# 01 Movie Data Collector from TMDb API

This script collects movie data from The Movie Database (TMDb) API for various languages and genres released between 2015 and 2023. It uses concurrent requests to efficiently fetch movie details such as title, release year, language, genre, overview, vote average, vote count, and popularity. The collected data is then saved into a CSV file for further analysis.

In [4]:
# Import necessary libraries
import os
import requests
import pandas as pd
from dotenv import load_dotenv
from concurrent.futures import ThreadPoolExecutor

In [5]:
# Load environment variables from .env file
load_dotenv()

# TMDb API Key (loaded from environment variable)
api_key = os.getenv('TMDB_API_KEY')

# Base URL for the API requests
base_url = 'https://api.themoviedb.org/3/discover/movie'

# Parameters for the request
params = {
    'api_key': api_key,
    'language': 'en-US',
    'sort_by': 'popularity.desc',
    'include_adult': 'false',
    'include_video': 'false',
    'page': 1,
    'primary_release_date.gte': '2015-01-01',
    'primary_release_date.lte': '2023-12-31',
    'with_original_language': None,
    'with_genres': None  # Genre will be set later
}

# Function to fetch movies from a specific page
def get_movies(page):
    params['page'] = page
    response = requests.get(base_url, params=params)
    if response.status_code == 200:
        return response.json().get('results', [])
    else:
        print(f"Error fetching page {page}: {response.status_code}")
        return []

# Function to fetch movies concurrently for a given language and genre
def fetch_movies_concurrent(lang_code, lang_name, genre_name, genre_id, total_pages):
    movies = []
    params['with_original_language'] = lang_code
    params['with_genres'] = genre_id
    
    def get_movies_concurrent(page):
        return get_movies(page)

    with ThreadPoolExecutor(max_workers=10) as executor:
        results = list(executor.map(get_movies_concurrent, range(1, total_pages + 1)))
        for movies_on_page in results:
            for movie in movies_on_page:
                movies.append({
                    'title': movie.get('title'),
                    'release_year': movie.get('release_date', '')[:4],
                    'language': lang_name,
                    'genre': genre_name,
                    'overview': movie.get('overview', ''),
                    'vote_average': movie.get('vote_average', 0),
                    'vote_count': movie.get('vote_count', 0),
                    'popularity': movie.get('popularity', 0),
                })
    return movies

# Movie data storage
movies = []

# Number of pages to be fetched
total_pages = 50

# Extended language list
languages = {
    'hi': 'Indisch',
    'en': 'Amerikanisch',
    'de': 'Deutsch',
    'fr': 'Französisch',
    'es': 'Spanisch',
    'it': 'Italienisch'
}

# Extended genre list
genres = {
    'Humor': 35,      # Comedy
    'Romanze': 10749,  # Romance
    'Action': 28,      # Action
    'Drama': 18,       # Drama
    'Horror': 27       # Horror
}

# Collect movies for each language and genre
for lang_code, lang_name in languages.items():
    for genre_name, genre_id in genres.items():
        print(f"Processing movies for Language: {lang_name}, Genre: {genre_name}")
        movies.extend(fetch_movies_concurrent(lang_code, lang_name, genre_name, genre_id, total_pages))

# Save to CSV
df = pd.DataFrame(movies)
df.to_csv('data/movies_2015_2023_genres.csv', index=False)
print(f"Total number of movies: {len(df)}")

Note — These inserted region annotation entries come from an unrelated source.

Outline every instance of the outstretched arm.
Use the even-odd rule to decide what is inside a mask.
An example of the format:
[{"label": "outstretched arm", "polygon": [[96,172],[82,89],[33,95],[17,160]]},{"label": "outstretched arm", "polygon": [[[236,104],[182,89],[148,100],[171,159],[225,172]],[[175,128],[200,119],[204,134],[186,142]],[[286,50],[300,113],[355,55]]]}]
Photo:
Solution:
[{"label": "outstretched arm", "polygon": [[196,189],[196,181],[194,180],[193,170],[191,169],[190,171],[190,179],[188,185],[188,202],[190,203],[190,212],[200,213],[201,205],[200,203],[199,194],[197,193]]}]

Processing movies for Language: Indisch, Genre: Humor
Processing movies for Language: Indisch, Genre: Romanze
Processing movies for Language: Indisch, Genre: Action
Processing movies for Language: Indisch, Genre: Drama
Processing movies for Language: Indisch, Genre: Horror
Processing movies for Language: Amerikanisch, Genre: Humor
Processing movies for Language: Amerikanisch, Genre: Romanze
Processing movies for Language: Amerikanisch, Genre: Action
Processing movies for Language: Amerikanisch, Genre: Drama
Processing movies for Language: Amerikanisch, Genre: Horror
Processing movies for Language: Deutsch, Genre: Humor
Processing movies for Language: Deutsch, Genre: Romanze
Processing movies for Language: Deutsch, Genre: Action
Processing movies for Language: Deutsch, Genre: Drama
Processing movies for Language: Deutsch, Genre: Horror
Processing movies for Language: Französisch, Genre: Humor
Processing movies for Language: Französisch, Genre: Romanze
Processing movies for Language: Fra

#### In the end, we collect a total of 19,610 movies from year 2015 to 2023, filtered by language and genre, and saves them into a CSV file.